Di sisi lain, angka kemiskinan dari hari ke hari grafiknya semakin naik. Menurut data yang ada, angkanya saat ini sudah mencapai 150 juta orang. Apalagi nampaknya krisis multi dimensi ini masih akan terus berlanjut. Memang masalah kemiskinan merupakan tanggung jawab negara. Namun melihat kondisi tersebut, setidaknya dana zakat (beserta infaq, shadaqah, wakaf, dan sejenisnya) dengan potensinya yang demikian besar tadi dapat berperan dalam membantu pemerintah dalam mengatasi berbagai problem sosial tadi.

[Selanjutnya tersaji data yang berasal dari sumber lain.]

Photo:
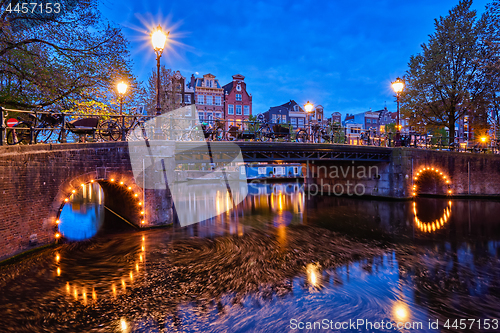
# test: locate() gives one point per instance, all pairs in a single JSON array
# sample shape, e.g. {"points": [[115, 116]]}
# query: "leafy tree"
{"points": [[457, 71], [168, 98], [59, 60]]}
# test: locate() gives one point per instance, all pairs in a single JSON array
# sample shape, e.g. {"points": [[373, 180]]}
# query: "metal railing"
{"points": [[32, 127]]}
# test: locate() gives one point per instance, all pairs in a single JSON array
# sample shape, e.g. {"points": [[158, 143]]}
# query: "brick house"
{"points": [[237, 101], [209, 97]]}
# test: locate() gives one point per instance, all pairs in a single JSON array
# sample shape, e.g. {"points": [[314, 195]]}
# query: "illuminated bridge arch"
{"points": [[425, 172], [121, 185]]}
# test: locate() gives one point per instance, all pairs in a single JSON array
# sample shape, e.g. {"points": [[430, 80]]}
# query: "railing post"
{"points": [[63, 129], [2, 127]]}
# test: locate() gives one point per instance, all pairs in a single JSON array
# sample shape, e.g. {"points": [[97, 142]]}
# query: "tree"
{"points": [[59, 60], [457, 71]]}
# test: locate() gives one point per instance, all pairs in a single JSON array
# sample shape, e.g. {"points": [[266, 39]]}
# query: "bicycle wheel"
{"points": [[109, 130], [301, 136], [19, 134], [219, 134]]}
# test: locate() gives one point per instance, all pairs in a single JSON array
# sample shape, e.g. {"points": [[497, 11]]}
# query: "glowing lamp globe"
{"points": [[159, 38], [308, 107], [122, 88], [398, 85]]}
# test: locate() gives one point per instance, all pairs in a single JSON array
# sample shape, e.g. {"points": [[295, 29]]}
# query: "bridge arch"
{"points": [[433, 225], [431, 179], [129, 197]]}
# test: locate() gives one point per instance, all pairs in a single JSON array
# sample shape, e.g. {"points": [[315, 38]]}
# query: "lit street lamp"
{"points": [[122, 89], [398, 87], [158, 38]]}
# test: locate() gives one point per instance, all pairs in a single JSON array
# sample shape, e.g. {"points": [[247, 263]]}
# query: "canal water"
{"points": [[280, 261]]}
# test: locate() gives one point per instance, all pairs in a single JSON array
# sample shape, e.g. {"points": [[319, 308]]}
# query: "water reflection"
{"points": [[83, 215]]}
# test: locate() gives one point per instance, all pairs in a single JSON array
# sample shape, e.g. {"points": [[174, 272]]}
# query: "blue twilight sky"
{"points": [[340, 54]]}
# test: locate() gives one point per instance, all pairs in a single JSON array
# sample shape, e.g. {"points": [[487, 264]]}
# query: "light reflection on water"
{"points": [[83, 216], [415, 275]]}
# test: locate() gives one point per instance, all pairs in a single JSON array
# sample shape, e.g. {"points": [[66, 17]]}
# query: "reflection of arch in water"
{"points": [[435, 225], [433, 172], [132, 190]]}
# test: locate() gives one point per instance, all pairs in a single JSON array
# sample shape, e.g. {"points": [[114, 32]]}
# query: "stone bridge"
{"points": [[37, 180]]}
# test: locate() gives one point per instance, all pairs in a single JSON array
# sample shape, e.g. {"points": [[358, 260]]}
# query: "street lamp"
{"points": [[158, 38], [398, 87], [122, 89]]}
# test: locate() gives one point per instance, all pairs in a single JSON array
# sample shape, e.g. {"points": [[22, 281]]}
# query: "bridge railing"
{"points": [[32, 127]]}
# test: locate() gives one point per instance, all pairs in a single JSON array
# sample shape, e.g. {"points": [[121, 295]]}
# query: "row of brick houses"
{"points": [[231, 102]]}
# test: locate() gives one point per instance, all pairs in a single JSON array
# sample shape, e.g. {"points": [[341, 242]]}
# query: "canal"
{"points": [[281, 261]]}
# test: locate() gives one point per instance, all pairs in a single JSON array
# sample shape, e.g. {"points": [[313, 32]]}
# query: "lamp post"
{"points": [[309, 108], [158, 38], [398, 87], [122, 89]]}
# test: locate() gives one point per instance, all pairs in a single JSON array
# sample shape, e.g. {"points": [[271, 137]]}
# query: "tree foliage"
{"points": [[457, 71], [60, 61]]}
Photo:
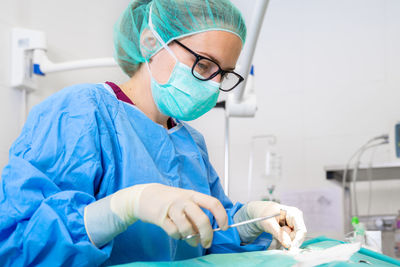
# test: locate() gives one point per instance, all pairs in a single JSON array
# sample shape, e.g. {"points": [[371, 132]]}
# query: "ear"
{"points": [[148, 43]]}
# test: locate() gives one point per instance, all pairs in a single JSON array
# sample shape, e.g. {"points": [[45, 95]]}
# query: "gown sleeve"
{"points": [[55, 169], [227, 241]]}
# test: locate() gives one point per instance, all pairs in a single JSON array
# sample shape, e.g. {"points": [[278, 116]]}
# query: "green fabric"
{"points": [[273, 258], [172, 19], [375, 258], [248, 259]]}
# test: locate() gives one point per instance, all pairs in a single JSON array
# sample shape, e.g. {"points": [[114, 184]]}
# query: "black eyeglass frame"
{"points": [[219, 71]]}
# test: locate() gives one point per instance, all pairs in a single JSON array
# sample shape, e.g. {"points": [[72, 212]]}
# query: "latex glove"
{"points": [[177, 211], [289, 229]]}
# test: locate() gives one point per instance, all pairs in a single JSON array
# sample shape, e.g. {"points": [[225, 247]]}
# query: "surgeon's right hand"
{"points": [[177, 211]]}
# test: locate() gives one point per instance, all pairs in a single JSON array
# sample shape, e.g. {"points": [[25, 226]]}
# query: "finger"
{"points": [[202, 223], [214, 206], [178, 216], [170, 228], [271, 226]]}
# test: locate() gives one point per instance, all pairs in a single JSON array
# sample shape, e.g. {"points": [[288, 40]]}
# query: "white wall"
{"points": [[326, 79]]}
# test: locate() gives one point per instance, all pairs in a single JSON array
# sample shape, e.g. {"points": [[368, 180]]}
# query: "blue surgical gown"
{"points": [[83, 144]]}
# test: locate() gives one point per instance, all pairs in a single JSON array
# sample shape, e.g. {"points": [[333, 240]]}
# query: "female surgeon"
{"points": [[107, 174]]}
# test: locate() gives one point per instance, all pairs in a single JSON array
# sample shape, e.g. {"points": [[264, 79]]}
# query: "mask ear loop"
{"points": [[158, 37]]}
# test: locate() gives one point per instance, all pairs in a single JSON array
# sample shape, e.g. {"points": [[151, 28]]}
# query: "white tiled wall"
{"points": [[327, 80]]}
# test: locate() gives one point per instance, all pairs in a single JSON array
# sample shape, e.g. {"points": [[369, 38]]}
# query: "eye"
{"points": [[203, 66]]}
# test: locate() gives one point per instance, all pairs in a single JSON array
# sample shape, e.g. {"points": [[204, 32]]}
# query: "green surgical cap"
{"points": [[172, 19]]}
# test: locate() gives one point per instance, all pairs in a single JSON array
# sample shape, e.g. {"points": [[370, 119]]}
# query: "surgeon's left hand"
{"points": [[289, 229]]}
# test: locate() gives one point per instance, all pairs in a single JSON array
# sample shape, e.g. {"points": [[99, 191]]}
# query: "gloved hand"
{"points": [[289, 229], [177, 211]]}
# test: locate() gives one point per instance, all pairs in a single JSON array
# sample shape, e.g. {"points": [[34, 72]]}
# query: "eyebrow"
{"points": [[216, 60]]}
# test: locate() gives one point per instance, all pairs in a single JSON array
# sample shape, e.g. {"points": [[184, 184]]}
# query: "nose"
{"points": [[217, 78]]}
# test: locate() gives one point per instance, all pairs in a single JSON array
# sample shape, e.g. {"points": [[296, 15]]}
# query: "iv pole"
{"points": [[29, 56]]}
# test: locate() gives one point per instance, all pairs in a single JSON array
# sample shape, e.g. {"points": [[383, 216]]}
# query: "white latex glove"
{"points": [[177, 211], [289, 229]]}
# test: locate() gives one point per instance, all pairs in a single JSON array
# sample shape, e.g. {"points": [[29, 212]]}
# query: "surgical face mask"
{"points": [[183, 97]]}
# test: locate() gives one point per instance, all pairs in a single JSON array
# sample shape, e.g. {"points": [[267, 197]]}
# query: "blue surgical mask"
{"points": [[183, 97]]}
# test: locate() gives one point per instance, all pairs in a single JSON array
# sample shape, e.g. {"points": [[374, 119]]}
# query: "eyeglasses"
{"points": [[206, 69]]}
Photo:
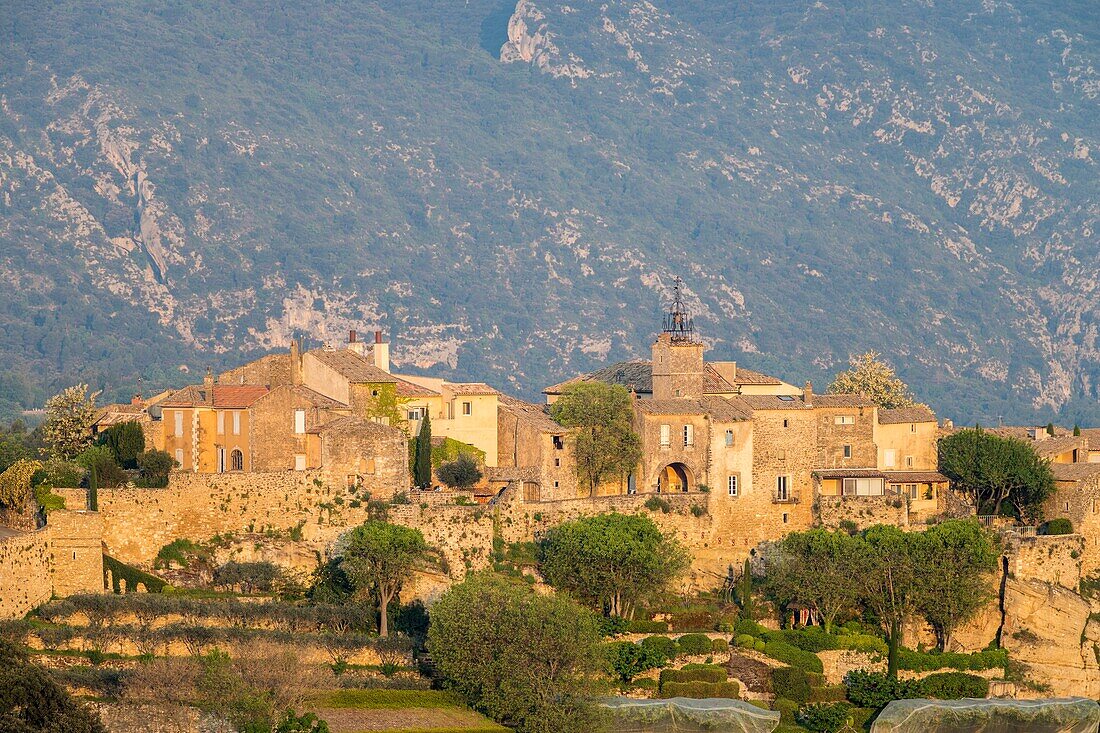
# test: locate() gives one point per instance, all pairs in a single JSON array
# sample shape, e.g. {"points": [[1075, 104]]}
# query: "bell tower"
{"points": [[678, 354]]}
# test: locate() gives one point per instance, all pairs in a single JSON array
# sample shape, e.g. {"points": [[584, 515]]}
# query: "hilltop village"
{"points": [[277, 461]]}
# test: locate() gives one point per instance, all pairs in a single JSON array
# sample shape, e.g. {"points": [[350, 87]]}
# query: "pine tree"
{"points": [[421, 467]]}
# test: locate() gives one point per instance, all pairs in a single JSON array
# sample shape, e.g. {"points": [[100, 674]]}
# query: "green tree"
{"points": [[153, 469], [604, 441], [524, 659], [421, 465], [991, 471], [892, 571], [871, 375], [611, 561], [380, 557], [815, 569], [127, 440], [460, 473], [959, 557], [32, 702], [68, 418]]}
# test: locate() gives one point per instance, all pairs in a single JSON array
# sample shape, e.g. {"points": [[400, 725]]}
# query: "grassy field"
{"points": [[399, 711]]}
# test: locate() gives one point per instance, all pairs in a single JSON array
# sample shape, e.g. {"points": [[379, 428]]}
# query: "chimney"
{"points": [[295, 363], [381, 352]]}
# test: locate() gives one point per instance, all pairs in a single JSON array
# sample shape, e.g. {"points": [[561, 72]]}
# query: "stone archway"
{"points": [[674, 478]]}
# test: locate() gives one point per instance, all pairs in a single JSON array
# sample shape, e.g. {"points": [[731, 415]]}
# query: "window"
{"points": [[862, 488]]}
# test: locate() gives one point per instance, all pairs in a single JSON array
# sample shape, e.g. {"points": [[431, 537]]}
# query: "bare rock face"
{"points": [[1048, 630]]}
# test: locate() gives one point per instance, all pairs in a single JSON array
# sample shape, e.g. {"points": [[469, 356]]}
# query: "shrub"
{"points": [[953, 686], [875, 689], [825, 718], [793, 656], [745, 641], [694, 644], [695, 674], [646, 626], [663, 646], [701, 690], [658, 504], [791, 684], [1057, 526]]}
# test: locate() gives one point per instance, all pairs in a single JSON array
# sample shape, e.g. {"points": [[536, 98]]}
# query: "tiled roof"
{"points": [[352, 367], [534, 415], [471, 389], [916, 477], [916, 414], [637, 374], [229, 396], [1075, 471]]}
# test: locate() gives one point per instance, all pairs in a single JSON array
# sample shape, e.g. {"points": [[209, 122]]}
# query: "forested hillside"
{"points": [[509, 188]]}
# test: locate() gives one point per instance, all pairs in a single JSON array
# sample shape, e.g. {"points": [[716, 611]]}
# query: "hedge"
{"points": [[793, 656], [954, 686], [697, 674], [701, 690], [694, 644], [791, 684]]}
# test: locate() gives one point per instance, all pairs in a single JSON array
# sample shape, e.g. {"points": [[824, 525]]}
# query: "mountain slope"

Berbicara zakat, yang terpenting dan tidak boleh dilupakan adalah peran para amil zakat selaku pengemban amanah pengelolaan dana-dana itu. Jika amil zakat baik, maka tujuh asnaf mustahik lainnya insya Allah akan menjadi baik. Tapi jika amil zakat-nya tidak baik, maka jangan diharap tujuh asnaf mustahik yang lain akan menjadi baik. Itulah nilai strategisnya amil zakat. Dengan kata lain, hal terpenting dari zakat adalah bagaimana mengelolanya (manajemennya).
Hal-hal itulah yang menjadi latar belakang perlu dibuatnya peraturan perundang-undangan tentang pengelolaan zakat. Saat ini telah ada berbagai peraturan yang mengatur masalah ini, yaitu:
- Undang-Undang Nomor 38 Tahun 1999 tentang Pengelolaan Zakat.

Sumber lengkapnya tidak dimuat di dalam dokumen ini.